Local sources said that the explosion took place as Muslims gathered for Friday noon prayers at the mosque in the busy Noor market of Parachinar, the capital city of Kurram Agency in the Federally Administered Tribal Areas in Pakistan, which borders Afghanistan.
About a dozen of the injured people were said to be in critical condition.
“The death toll may rise and we are still receiving injured people,” said doctor Moeen Begum, a surgeon at the government-run hospital in Parachinar.

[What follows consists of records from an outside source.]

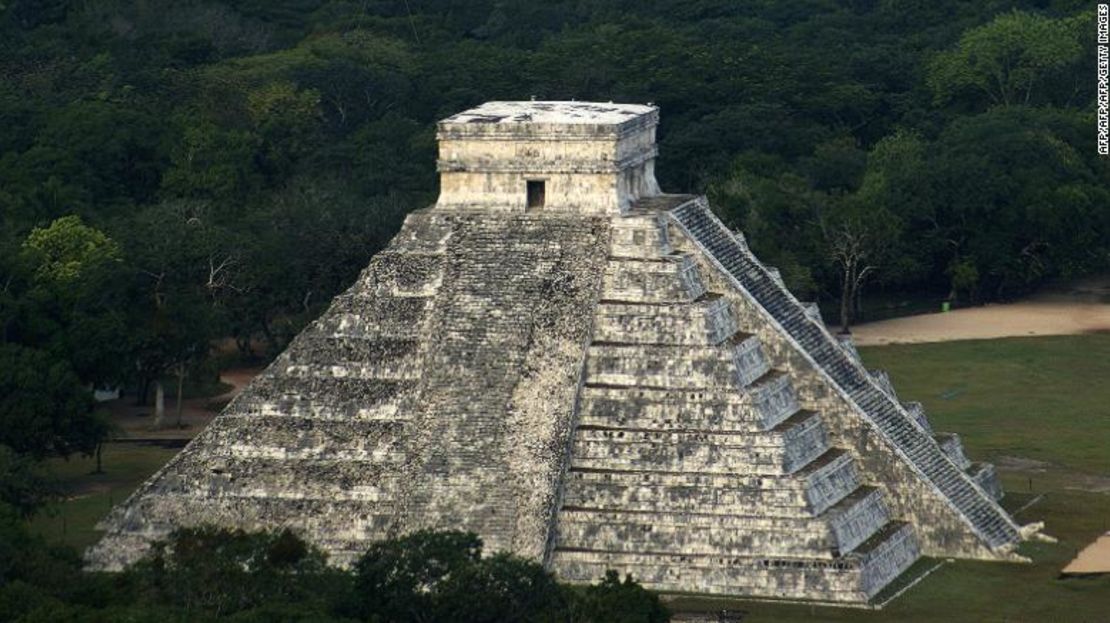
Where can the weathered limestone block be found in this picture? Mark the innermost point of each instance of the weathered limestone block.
(706, 321)
(653, 280)
(736, 363)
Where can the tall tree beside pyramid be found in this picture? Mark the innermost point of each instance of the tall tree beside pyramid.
(586, 371)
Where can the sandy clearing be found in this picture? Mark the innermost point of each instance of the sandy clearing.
(1079, 308)
(1093, 559)
(1029, 318)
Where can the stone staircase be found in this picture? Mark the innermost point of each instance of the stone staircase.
(694, 462)
(889, 416)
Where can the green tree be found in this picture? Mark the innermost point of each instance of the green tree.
(1007, 60)
(44, 409)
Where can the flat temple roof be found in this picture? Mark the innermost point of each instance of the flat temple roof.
(554, 113)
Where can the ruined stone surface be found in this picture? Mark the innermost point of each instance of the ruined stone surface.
(611, 381)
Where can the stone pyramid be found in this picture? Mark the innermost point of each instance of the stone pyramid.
(587, 372)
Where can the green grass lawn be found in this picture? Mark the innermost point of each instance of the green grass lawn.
(90, 495)
(1043, 399)
(1039, 399)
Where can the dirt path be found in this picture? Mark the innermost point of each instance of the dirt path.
(1081, 309)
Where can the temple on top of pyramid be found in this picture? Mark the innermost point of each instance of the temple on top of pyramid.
(587, 372)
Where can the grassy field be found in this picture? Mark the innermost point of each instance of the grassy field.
(1039, 407)
(90, 495)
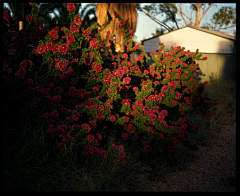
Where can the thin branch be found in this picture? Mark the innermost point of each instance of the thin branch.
(180, 12)
(204, 12)
(156, 20)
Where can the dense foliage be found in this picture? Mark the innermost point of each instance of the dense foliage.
(95, 97)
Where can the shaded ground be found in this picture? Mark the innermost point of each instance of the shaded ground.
(212, 169)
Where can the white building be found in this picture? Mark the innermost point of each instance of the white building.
(192, 38)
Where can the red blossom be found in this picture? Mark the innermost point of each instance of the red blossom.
(78, 20)
(71, 7)
(126, 80)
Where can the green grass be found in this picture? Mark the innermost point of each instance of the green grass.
(31, 163)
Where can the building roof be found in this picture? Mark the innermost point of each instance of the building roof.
(217, 33)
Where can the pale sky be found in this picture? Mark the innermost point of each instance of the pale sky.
(146, 26)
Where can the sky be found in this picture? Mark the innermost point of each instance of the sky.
(146, 26)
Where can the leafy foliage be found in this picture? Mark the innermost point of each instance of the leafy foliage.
(92, 99)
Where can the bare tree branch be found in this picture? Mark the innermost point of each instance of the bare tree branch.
(204, 12)
(156, 20)
(181, 13)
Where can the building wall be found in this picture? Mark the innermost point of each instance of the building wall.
(217, 65)
(191, 39)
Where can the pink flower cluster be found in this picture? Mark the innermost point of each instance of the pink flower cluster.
(71, 7)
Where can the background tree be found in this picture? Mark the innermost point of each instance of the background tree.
(126, 11)
(172, 10)
(158, 32)
(19, 12)
(223, 19)
(196, 7)
(60, 15)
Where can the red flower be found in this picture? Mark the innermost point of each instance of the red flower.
(78, 20)
(126, 80)
(57, 98)
(71, 7)
(74, 117)
(124, 135)
(116, 14)
(54, 33)
(90, 138)
(125, 56)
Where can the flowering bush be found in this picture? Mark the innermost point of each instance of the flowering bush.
(94, 98)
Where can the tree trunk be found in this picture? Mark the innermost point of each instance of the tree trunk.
(198, 6)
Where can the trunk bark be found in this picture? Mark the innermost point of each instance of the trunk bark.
(198, 6)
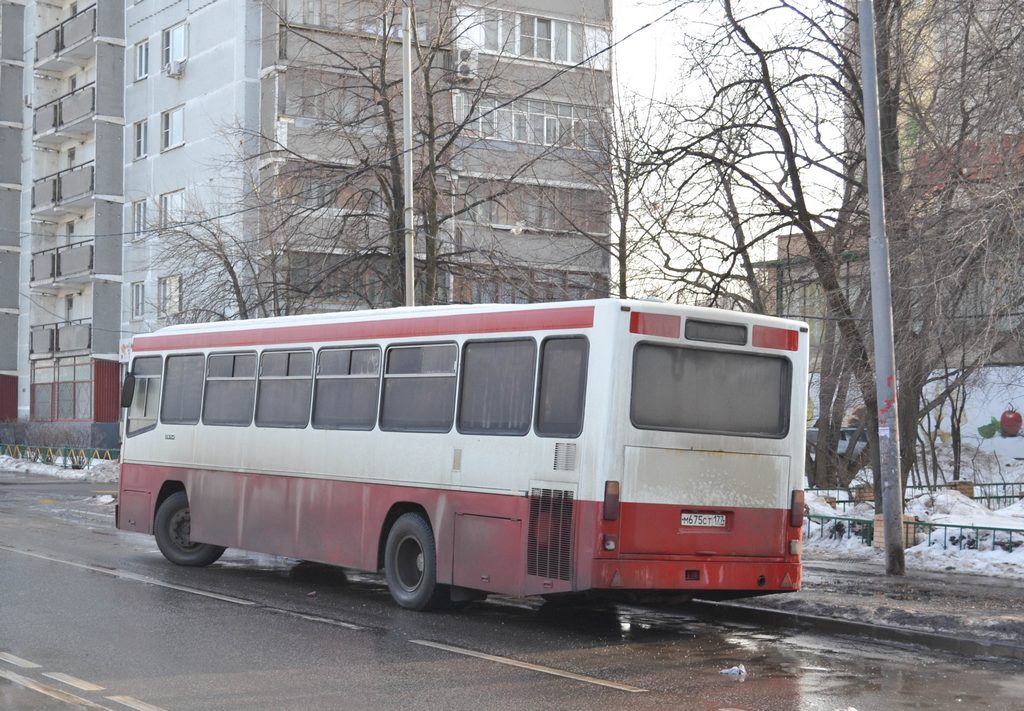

Sajid Hussain, a Parachinar lawmaker, said the explosion had more than 70 casualties. He said gunshots had been fired before the blast.
Parachinar has been racked by violence in the past. An explosion in Parachinar in January left 25 people dead and dozens more injured.
The tribal area is considered to be one of the most dangerous regions in Pakistan.
Kurram Agency borders three Afghan provinces and was once a Taliban stronghold and the main route for cross-border militant activity.
In a separate development, Pakistani state-run media announced that President Mamnoon Hussain had signed a bill reinstating a permit to military courts to try terrorism suspects.
The development came days after Pakistan’s Senate and National Assembly separately passed a constitutional amendment to extend the practice, which has been in place for two years.
A previous 2015 amendment established the military courts for a two-year mandate, which expired in January.
The move to send terror suspects to military courts came after the December 2014 Taliban attack on an army-run school in the northwestern city of Peshawar that killed 154 people, mostly schoolchildren.
Pakistan also lifted a moratorium on the use of capital punishment at the time.